25/11/2025
Derrière chaque chiffre, il y a une histoire, un corps, une voix qui tremble.
En cette journée, comme tant d'autres, je pense à celles qui cherchent un souffle, une éclaircie, une main tendue.
Accompagner, c’est aussi accueillir les émotions, les histoires de vie, aider à retrouver un espace intérieur sécurisé, soutenir les choix quels qu'ils soient. Pour partir il faut souvent du temps...
Dans les entreprises aussi, il y a un rôle à jouer : orienter, écouter, repérer les signaux. Tout comme la santé mentale, la sécurité des femmes ne s’arrête pas aux portes du travail.

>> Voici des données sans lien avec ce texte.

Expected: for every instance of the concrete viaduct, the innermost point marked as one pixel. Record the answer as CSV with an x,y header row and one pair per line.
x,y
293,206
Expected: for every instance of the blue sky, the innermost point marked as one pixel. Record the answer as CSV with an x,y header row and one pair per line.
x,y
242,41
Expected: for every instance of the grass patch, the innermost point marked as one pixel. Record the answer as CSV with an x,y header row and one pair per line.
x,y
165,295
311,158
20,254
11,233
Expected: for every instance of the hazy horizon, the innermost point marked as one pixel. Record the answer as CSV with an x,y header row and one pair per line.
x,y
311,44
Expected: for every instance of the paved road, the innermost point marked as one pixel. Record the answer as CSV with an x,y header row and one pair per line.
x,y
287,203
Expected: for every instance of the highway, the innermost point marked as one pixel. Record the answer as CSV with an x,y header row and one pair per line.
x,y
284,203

Pourquoi est-il si difficile de partir d’une relation violente ?
Les recherches montrent que quitter une relation violente n’est pas une question de « courage » ou de « volonté ». C’est un mécanisme de survie : face à la peur répétée, on s’adapte, on minimise, on cherche à éviter le pire plutôt qu’à changer de monde.
Les violences alternent souvent menaces et « accalmies ». Ce cycle crée un lien traumatique, un attachement paradoxal qui brouille les repères et entretient l’espoir que les choses vont s’améliorer. L’emprise psychologique fragilise l’estime de soi, fait douter de sa valeur et réduit la capacité à se projeter.
Le stress chronique et la mémoire traumatique perturbent la réflexion et la prise de décision. À cela s’ajoutent la peur, l’isolement, les enfants, l’argent, la honte, l’absence de soutien...
Partir est un processus complexe, pas juste un déclic. Lorsque la sortie devient possible, c’est souvent grâce à un ensemble de soutiens, de sécurité retrouvée, de compréhension et de repères externes.
Créons des espaces où l’on ose dire, être entendue et être protégée.
Changer notre regard, écouter, orienter, soutenir sans juger, ça peut tout changer.